Sull’autostrada, dalle parti di Alicante, c’è un grosso cartello giallo – anzi, due cartelli – con scritte in spagnolo e arabo, e il disegno di un traghetto. Le scritte dicono Almeria, città andalusa e antico porto del califfato di Cordoba, e poi Marruecos, Marocco, e un altro nome che non ricordo. Puntano verso sud. Puntano a terre che tra tre mesi potrebbero essere troppo calde per i miei gusti e a una costa che guarda all’Africa.

L’autobus si ferma a pochi metri dai due cartelli gialli. L’autista scende per sistemare lo specchietto retrovisore destro che il vento arrabbiato di oggi ha mezzo smontato. L’autobus si ferma per farmi leggere bene quei cartelli e ricordarmi che è per questo che oggi sto tornando indietro. Sono passate quattro settimane dal mio arrivo e sembrano pochi giorni. Ci vuole poco ad abituarsi a un ritmo di vita diverso.

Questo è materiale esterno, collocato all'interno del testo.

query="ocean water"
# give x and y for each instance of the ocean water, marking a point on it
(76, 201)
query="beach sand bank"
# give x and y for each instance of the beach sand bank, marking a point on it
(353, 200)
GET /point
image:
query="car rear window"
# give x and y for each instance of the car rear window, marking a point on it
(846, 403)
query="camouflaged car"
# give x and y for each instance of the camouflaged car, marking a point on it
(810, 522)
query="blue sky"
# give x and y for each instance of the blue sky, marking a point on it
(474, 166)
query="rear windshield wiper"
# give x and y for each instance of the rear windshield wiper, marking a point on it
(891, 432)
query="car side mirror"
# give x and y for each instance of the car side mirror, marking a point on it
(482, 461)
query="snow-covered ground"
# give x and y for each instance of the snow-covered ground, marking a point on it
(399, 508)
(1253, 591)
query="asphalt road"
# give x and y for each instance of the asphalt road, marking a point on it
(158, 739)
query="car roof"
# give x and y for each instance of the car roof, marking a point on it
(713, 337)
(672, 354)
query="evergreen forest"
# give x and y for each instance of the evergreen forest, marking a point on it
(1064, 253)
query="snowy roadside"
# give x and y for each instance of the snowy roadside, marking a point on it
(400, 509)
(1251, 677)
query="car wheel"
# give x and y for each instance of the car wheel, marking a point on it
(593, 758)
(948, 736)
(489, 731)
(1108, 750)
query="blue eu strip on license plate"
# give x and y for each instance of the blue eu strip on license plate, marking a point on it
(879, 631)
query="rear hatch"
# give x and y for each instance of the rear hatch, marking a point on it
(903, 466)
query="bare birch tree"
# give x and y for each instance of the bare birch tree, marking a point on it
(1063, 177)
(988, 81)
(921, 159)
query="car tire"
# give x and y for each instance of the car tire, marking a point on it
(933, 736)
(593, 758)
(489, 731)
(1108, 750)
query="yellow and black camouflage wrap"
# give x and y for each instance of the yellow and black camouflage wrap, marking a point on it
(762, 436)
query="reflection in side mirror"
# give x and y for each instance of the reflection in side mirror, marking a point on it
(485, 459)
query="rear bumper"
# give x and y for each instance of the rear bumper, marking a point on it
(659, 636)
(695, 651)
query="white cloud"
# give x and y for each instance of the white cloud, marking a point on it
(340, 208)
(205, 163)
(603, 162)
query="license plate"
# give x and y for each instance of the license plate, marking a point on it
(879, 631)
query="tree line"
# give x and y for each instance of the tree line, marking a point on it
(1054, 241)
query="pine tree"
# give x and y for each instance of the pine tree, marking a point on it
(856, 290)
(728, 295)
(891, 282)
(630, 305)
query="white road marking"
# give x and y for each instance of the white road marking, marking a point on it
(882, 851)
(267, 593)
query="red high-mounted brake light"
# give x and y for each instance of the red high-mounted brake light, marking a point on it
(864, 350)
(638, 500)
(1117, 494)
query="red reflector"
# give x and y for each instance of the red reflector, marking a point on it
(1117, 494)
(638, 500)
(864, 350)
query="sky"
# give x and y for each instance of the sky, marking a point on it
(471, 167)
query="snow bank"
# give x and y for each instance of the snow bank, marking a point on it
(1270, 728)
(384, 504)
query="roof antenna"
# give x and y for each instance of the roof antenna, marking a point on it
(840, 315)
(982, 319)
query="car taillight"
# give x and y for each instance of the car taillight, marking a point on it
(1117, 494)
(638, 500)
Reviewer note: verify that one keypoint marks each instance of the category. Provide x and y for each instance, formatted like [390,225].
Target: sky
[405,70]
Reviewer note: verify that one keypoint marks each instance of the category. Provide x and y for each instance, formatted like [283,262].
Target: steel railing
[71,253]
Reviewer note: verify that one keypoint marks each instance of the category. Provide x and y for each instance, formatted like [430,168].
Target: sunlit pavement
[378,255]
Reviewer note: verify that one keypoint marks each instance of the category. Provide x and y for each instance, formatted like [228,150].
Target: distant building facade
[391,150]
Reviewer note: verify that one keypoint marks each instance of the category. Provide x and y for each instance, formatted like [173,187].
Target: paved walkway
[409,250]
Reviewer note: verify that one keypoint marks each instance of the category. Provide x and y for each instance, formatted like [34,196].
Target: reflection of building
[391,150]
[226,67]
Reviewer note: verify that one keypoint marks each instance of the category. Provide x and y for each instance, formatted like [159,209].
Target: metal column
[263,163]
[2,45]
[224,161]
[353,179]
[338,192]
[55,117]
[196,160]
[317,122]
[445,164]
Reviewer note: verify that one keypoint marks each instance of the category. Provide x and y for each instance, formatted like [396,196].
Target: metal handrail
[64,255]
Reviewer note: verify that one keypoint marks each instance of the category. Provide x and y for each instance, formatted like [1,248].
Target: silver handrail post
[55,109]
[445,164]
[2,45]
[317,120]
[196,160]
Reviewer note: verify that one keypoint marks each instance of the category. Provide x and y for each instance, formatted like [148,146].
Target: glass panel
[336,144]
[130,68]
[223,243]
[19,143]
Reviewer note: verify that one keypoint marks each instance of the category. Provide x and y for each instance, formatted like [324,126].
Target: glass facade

Ci vuole poco, meno di quello che pensavo, a essere spettinata ogni mattina, a concedersi di mettersi a letto presto e svegliarsi tardi, a finire il correttore per le occhiaie e non comprarne un altro un po’ perché al mega Carrefour – l’unico luogo, o quasi, in cui si va a fare la spesa da queste parti – mi perdo sempre e non riesco a trovarlo, un po’ perché la pelle è un po’ scottata dal sole e non saprei bene che colore di correttore metterci, sicuro tra due-tre settimane la mia pelle sarà ancora diversa, e un po’ perché le occhiaie che ho adesso non sono le stesse che avevo fino a un mese fa, sicuramente non sono occhiaie di stanchezza né di noia, solo occhiaie di vita senza trucco, meno forma e più sostanza.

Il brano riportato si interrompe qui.